I timori e le cautele sono tutte comprensibili e fondate. Il progetto è grande, ma rimangono ancora molti spazi vuoti, a partire dalla raccolta di finanziamenti fino ai partner industriali. E bene non fa in questo momento leggere che Carlstrom, che sarà presidente e amministratore delegato di Italvolt, ha lasciato la presidenza di Britishvolt a dicembre in seguito alla scoperta di una sua condanna in Svezia per frode fiscale 25 anni fa.
Un altro fattore “di rischio” è il fatto che quello delle batterie per alimentare gli autoveicoli è un settore “acerbo”, in piena evoluzione. La ricerca di settore punta a studiare batterie più leggere e di maggiore capacità e possibilmente sganciate da materie prime che potrebbero scarseggiare, essere complicate da estrarre, non ecologiche, il cui prezzo potrebbe crescere a dismisura. Occorre per questo che la nuova fabbrica, se e quando nascerà, sia in grado di adeguarsi facilmente e velocemente al cambiamento di fonte e produzione. La dichiarata partnership con il politecnico di Torino e la costruzione di un laboratori di Ricerca e Sviluppo nell’impianto stesso, possono far ben sperare, ma occorre che tutti gli attori facciano la loro parte: istituzioni, sindacato, associazioni di categoria, ma anche la società civile che annovera tante e tanti lavoratrici e lavoratori diventati ex a causa di avventurieri senza scrupoli.
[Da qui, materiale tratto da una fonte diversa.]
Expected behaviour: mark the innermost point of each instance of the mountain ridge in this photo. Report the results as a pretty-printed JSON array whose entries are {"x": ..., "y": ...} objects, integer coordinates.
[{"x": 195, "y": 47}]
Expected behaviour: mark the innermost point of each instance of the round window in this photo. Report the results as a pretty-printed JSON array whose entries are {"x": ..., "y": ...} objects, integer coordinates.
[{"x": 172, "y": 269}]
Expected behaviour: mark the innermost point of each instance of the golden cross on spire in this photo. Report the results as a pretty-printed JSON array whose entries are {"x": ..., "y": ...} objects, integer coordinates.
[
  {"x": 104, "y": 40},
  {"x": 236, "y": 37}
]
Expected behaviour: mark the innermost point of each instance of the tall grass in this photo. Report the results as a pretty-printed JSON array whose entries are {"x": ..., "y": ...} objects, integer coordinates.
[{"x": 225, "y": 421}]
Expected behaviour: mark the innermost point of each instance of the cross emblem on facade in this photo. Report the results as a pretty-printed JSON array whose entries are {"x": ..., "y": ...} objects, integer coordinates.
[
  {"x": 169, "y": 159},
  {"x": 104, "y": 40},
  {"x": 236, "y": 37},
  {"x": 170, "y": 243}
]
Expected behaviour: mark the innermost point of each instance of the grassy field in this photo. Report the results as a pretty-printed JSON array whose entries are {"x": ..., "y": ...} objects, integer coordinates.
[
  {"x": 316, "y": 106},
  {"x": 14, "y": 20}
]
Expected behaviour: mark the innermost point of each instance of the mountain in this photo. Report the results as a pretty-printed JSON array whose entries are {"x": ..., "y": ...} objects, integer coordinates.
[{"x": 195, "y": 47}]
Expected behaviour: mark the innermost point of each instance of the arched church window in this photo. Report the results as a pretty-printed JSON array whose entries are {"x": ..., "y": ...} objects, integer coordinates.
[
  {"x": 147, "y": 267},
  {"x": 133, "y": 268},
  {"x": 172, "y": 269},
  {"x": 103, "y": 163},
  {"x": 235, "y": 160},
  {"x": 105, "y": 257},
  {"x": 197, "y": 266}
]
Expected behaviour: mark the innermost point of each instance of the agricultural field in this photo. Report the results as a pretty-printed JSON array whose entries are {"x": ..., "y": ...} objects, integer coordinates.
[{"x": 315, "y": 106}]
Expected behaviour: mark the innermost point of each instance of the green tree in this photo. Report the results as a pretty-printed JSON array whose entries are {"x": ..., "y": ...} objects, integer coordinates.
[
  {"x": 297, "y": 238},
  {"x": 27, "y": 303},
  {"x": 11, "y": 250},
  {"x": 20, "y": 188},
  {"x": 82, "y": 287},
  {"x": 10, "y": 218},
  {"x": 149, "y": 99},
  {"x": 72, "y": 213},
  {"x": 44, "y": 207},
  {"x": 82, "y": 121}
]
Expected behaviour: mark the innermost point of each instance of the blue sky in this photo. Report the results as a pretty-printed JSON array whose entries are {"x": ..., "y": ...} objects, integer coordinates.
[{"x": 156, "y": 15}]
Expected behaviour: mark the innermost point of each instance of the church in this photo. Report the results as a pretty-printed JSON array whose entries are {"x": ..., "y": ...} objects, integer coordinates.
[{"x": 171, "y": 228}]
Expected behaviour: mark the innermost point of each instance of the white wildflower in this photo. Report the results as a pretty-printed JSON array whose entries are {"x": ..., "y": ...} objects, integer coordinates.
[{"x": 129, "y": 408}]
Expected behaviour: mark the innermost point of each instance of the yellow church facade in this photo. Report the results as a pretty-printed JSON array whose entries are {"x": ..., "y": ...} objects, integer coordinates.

Mentre non è certo che stappi una bottiglia la senatrice Tiraboschi, divenuta di fatto la più attiva promotrice del riutilizzo degli edifici e aree ex Olivetti (per Scarmagno, evidentemente non informata dell’operazione Italvolt, aveva rilanciato la costruzione del nuovo ospedale), è invece certo che stapperà una bottiglia, almeno una Magnum, Prelios (già Pirelli Real Estate alla quale vennero trasferiti la maggior parte degli immobili Olivetti, divenuta Prelios nel 2010) alla quale non sembrerà vero vendere quell’area abbandonata completamente dopo l’ultimo doloroso atto che vide andare in fumo, letteralmente, gli ultimi insediamenti produttivi a Scarmagno. Era il 19 marzo 2013. Dalle ceneri potrà nascere la fenice? Si spera di sì, ma è troppo presto per dirlo.